Из зеленого полумрака медленно, с усилием переставляя ноги, пришла лошадь, с гноящимися старыми глазами. Она опустила морду и шумно, тепло дохнула из глубоких, мягких ноздрей прямо в лицо Скворцова. В челке у нее запутались сухие репьи, одно срубленное ухо короче другого.

Лошадь тоже исчезла, он не пытался ее удерживать. Тонкие бескровные губы, белый халат, глубокая складка на переносице, широкие зрачки совсем рядом с ним — что-то еще, он устал, он не мог больше смотреть, опять все плывет. Врач знаком приказал потушить верхний свет. «Яркий свет раздражает сетчатку. У больного кровоизлияние в правом глазу».
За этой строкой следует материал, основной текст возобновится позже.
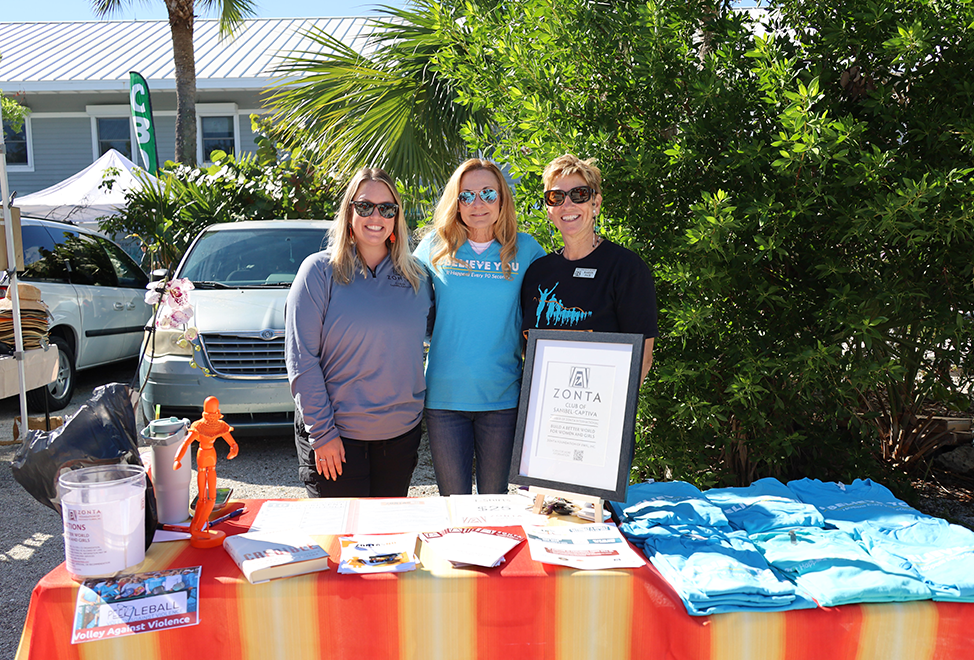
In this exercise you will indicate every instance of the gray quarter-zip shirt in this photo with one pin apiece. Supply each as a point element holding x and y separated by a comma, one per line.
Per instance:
<point>354,352</point>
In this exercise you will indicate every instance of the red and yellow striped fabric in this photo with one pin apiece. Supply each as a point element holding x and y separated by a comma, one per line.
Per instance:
<point>520,611</point>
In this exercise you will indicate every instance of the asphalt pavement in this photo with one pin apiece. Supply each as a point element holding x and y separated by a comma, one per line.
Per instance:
<point>31,544</point>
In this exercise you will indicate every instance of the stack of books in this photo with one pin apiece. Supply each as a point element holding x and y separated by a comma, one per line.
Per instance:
<point>265,556</point>
<point>34,317</point>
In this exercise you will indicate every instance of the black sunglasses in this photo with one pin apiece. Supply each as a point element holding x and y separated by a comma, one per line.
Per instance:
<point>579,195</point>
<point>467,197</point>
<point>386,209</point>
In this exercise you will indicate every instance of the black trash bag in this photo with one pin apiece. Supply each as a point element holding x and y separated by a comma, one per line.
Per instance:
<point>102,432</point>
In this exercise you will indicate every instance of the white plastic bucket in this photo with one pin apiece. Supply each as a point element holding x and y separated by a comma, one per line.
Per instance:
<point>171,486</point>
<point>103,509</point>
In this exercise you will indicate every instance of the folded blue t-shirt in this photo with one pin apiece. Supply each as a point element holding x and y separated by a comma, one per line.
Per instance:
<point>667,503</point>
<point>764,505</point>
<point>835,569</point>
<point>860,501</point>
<point>940,553</point>
<point>718,571</point>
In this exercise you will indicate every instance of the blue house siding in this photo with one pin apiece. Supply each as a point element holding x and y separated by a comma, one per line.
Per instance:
<point>61,148</point>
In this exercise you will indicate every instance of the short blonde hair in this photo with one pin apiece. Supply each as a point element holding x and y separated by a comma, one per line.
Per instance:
<point>570,164</point>
<point>451,233</point>
<point>345,259</point>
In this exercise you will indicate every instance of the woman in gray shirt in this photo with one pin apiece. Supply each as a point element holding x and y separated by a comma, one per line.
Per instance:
<point>357,315</point>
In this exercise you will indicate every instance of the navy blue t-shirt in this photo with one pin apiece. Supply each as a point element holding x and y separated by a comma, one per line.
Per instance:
<point>609,290</point>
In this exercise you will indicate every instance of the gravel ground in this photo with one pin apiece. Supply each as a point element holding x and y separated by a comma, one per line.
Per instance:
<point>30,533</point>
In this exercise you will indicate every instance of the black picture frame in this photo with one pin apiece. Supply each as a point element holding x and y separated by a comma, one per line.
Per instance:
<point>615,420</point>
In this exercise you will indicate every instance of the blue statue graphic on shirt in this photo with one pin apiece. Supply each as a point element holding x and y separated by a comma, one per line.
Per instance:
<point>554,310</point>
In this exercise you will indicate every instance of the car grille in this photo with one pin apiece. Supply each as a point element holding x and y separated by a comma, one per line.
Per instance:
<point>245,355</point>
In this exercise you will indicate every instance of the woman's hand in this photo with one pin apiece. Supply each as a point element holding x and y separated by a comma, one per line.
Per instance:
<point>329,459</point>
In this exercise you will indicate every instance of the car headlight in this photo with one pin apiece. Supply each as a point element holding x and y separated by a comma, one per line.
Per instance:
<point>167,341</point>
И снова закачались над головой шелестящие, яркие, зеленые-зеленые листья молодого клена; и ему стало радостно, над ним все шевелились тихонько зеленые-зеленые листья клена, и солнце жгло горячо, щедро, по-летнему.

Очнулся он в той же большой просторной комнате с металлическим белым столиком и мягкой кроватью, на противоположной от окна стене дрожала четко сплетенная решетка. Лежал он на полу, и в комнате никого не было; он понял: что это был бред, и облегченно вздохнул.